3.2.1 Introducing late binding

Late binding implies that the implementation of a type must be found at runtime. There are a variety of means to achieve this goal—common to them all is that a data structure needs to be queried at runtime to locate the desired implementation. A reference to this data structure is stored as a (usually) hidden part of the instance data of an object, and is used behind the scenes to locate the implementation.

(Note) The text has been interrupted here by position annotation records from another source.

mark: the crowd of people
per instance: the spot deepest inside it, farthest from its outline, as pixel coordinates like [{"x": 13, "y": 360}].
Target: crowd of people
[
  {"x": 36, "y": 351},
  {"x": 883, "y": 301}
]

Listing 3.4 presents a simple Perl script that demonstrates late binding (without object semantics). The script accepts a command-line argument that must be either of the strings “first” or “second,” and picks an implementation of the “Foo” operation based on this argument. It achieves this by using a data structure in the form of a Perl associative array (a hash), which maps keys to values, in this case strings to subroutines. As the data structure is used to dispatch subroutine calls, it is called a dispatch table.

Listing 3.4: dispatch.pl
use strict;

my %first_dispatch_table = (
  foo_sub => sub { print "Foo operation, first dispatch table.\n" },
  bar_sub => sub { print "Bar operation, first dispatch table.\n" }
);

my %second_dispatch_table = (
  foo_sub => sub { print "Foo operation, second dispatch table.\n" },
  bar_sub => sub { print "Bar operation, second dispatch table.\n" }
);

# Retrieve the desired implementation subroutine.
my $implementation_sub;

if (@ARGV == 1) {
  if ($ARGV[0] eq "first") {
    $implementation_sub = $first_dispatch_table{foo_sub};
  } elsif ($ARGV[0] eq "second") {
    $implementation_sub = $second_dispatch_table{foo_sub};
  }
}

die "Cannot find implementation.\n" if !defined($implementation_sub);

# Dispatch the call.
$implementation_sub->();

It would be possible, but inadvisable, to use the same solution in C—that is, a hash table mapping operation names to function addresses. Using the names of operations—strings—is inefficient and often not possible for native code (as the names are typically not available at runtime). The standard solution is to use tables of procedural variables—structures of function pointers, in C parlance—indexed into by indices that are known at compile-time. Calling an operation using such a table is obviously not as efficient as eliminating dynamic dispatch entirely (static dispatch), but more efficient than using more elaborate data structures, such as the hash table used in Listing 3.4. This solution is very common, and is known by many names, including virtual method table (VMT), virtual table (VT, VTBL), vtable, virtual function table and dispatch table (the plethora of names containing the word “virtual” is due to the use of dispatch tables to implement virtual operations in languages such as C++).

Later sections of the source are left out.